Philadelphia In 2000: Like 1948?

Although the democratic convention in Los Angeles is still six months away, it is not too soon to start yawning. But when Republicans convene in Philadelphia, brotherly love may be as scarce as it was when last a party convention was held there.

The Democratic nomination contest is all but over because Bill Bradley has difficulty attracting Democrats. Bradley has Adlai Stevenson's earnestness without the leavening wit that made it palatable. (Asked his opinion of the Rev. Norman Vincent Peale, the middlebrow exponent of "the power of positive thinking," Stevenson quipped, "I find Saint Paul appealing but Peale appalling.") Bradley's last three elections suggest that he has severe limitations as a candidate for office. Before losing in Iowa and New Hampshire, his most recent election was a decade ago, when he barely won a third Senate term, beating the then unknown Christine Whitman by just 3 percent, even though he spent $12.73 per vote against her 87 cents.

In 1968 there were just 15 primaries and the eventual Democratic nominee, Hubert Humphrey, won none of them. However, the party's muscular interests could deliver in the hotel suites. Those interests have adapted to the era of 45 primaries. Bradley is discovering that it is virtually impossible to win the Democratic nomination when your rival has the backing of the Democratic nominating electorate's two huge factions--organized labor (especially public-employees unions--government itself as an interest group) and African-Americans.

The Republican contest is at a roiling boil because George W. Bush attracts only Republicans, whereas John McCain appeals also to Democrats and independents. Furthermore, the three most important Republican primaries before the 13 on March 7--New Hampshire, South Carolina and Michigan--are open to non-Republicans. In the biggest March 7 primary, California's, anyone can vote for any candidate in the popularity poll, but the ballots are coded so only registered Democrats' and Republicans' votes are counted in the allocation of their respective parties' delegates. So McCain could beat Bush in the popular vote, but lose in the allocation of delegates. Bush would be badly wounded by such a Pyrrhic victory.

The selection of the Republican nominee will be heavily, perhaps decisively, influenced by Democrats, independents and the liberal national media. In politics, people sort themselves out and form parties on the basis of shared sensibilities as well as policy agreements. To understand why many Republicans find McCain's candidacy grating, consider one example of the populist sensibility that permeates his campaign.

His tax plan calls for modest cuts tailored to make the income tax more progressive. And the government's lost revenues would be partially recouped with revenues raised by closing what he calls "loopholes." One of his proposed closings would eliminate "deductions for donations of appreciated property beyond its actual cost." This sounds dry as dust, but would have a remarkably anticonservative effect.

The tax code currently encourages a form of charitable giving that is extremely important to many charities, churches and educational institutions.

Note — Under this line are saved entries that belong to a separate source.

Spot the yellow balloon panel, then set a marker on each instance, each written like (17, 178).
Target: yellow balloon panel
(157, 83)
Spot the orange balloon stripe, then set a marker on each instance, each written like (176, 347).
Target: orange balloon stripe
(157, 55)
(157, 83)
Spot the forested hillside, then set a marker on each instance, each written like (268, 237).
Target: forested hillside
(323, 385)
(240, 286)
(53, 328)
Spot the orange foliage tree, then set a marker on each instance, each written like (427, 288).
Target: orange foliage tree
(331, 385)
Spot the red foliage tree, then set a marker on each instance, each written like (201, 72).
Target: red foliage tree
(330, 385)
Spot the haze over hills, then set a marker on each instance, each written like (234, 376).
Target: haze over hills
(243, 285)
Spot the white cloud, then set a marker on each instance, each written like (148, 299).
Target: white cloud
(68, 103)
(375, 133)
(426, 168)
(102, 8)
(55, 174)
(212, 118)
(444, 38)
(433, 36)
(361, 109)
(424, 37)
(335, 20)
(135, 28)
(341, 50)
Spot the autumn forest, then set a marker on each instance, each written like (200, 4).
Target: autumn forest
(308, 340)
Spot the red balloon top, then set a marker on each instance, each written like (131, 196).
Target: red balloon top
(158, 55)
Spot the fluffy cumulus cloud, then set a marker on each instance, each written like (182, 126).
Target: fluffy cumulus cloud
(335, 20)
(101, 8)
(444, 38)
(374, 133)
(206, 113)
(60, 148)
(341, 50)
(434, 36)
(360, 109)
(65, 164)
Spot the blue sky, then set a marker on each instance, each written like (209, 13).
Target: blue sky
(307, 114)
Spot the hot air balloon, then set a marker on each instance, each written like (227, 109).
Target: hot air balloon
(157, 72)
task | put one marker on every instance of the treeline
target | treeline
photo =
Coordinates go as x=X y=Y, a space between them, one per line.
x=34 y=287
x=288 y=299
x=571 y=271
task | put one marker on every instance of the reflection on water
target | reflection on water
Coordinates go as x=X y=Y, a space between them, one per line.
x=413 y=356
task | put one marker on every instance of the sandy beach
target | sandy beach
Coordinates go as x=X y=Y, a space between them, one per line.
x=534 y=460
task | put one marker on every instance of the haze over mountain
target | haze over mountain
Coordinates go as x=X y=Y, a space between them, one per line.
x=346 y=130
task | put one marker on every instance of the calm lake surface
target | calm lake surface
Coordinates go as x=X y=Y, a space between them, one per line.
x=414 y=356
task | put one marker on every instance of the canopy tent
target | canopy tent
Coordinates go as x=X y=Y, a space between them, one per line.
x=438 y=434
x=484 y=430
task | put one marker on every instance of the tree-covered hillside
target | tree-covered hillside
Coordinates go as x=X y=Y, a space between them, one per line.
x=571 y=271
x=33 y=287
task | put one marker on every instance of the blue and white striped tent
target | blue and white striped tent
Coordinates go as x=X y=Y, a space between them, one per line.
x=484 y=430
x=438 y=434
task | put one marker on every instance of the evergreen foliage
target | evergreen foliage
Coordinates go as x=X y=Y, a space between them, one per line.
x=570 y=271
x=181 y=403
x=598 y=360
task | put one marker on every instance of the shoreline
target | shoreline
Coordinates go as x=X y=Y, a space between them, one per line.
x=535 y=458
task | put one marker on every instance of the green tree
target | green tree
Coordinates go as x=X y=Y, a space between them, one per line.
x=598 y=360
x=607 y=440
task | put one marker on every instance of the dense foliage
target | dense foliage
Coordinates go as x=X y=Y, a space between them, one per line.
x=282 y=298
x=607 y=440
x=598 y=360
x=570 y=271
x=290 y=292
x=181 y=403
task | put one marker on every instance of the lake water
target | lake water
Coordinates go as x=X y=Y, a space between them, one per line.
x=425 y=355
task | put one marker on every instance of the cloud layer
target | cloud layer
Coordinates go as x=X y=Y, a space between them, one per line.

Individuals give stocks, works of art or other assets, and are able to deduct the full current value of the assets. If a person buys a stock for $1,000 and donates it after it has appreciated to $10,000, he gets a $10,000 deduction. If he donates a painting that he bought for $20,000 but has appreciated to $50,000, he gets a $50,000 deduction.

Under McCain's proposal, the giver would get only a $20,000 deduction for the painting. Assuming that he is in the 39.6 percent tax bracket, his gift of a $50,000 painting would get him a tax saving of only $7,920 instead of $19,800. Under McCain's proposal, if a person bought stock for $1,000 and it appreciated to $10,000, he would get only a $1,000 deduction, which in the 39.6 percent bracket would be worth $396 rather than $3,960 under current law.

McCain has fashioned an almost perfectly anticonservative proposal--a tax increase that would diminish private support for non-governmental institutions that make civil society vibrant and reduce dependence on government. Now, note the defense of this proposal by McCain's spokesman, Howard Opinsky: "Wealthy Americans shouldn't get a tax write-off for contributing a fancy painting or an overvalued stock while middle-class Americans are in need of a tax cut."

McCain's campaign, which is cocksure that it knows when stocks are "overvalued" and when paintings are too "fancy," is fueled by such populist rhetoric. Such rhetoric reeks of ignorance, envy, resentment and a thirst for class conflict. It is precisely what conservatism most regrets about contemporary liberalism.

A candidate's aides generally are accurate barometers of the climate in his campaign, and in his mind. Opinsky's words radiate McCainism, whose namesake does not just say campaign financing should be changed, he says everyone in politics is corrupt. McCain does not just say Bush's larger tax cut is too large, he says it is wrong because it gives comfort to "the rich." McCain does not just have disagreements with the right-to-life movement, he says its democratically elected leaders are corrupt people who have "turned a cause into a business."

It is not yet probable but it is increasingly thinkable that McCain will be nominated and the Republican Party will be redefined, with populism supplanting conservatism. If so, the Philadelphia convention will resemble the last convention held there, which splintered while nominating President Truman in 1948. McCain's theory may be that he, like Truman, can win without elements of his party. If he is nominated, his theory will be tested.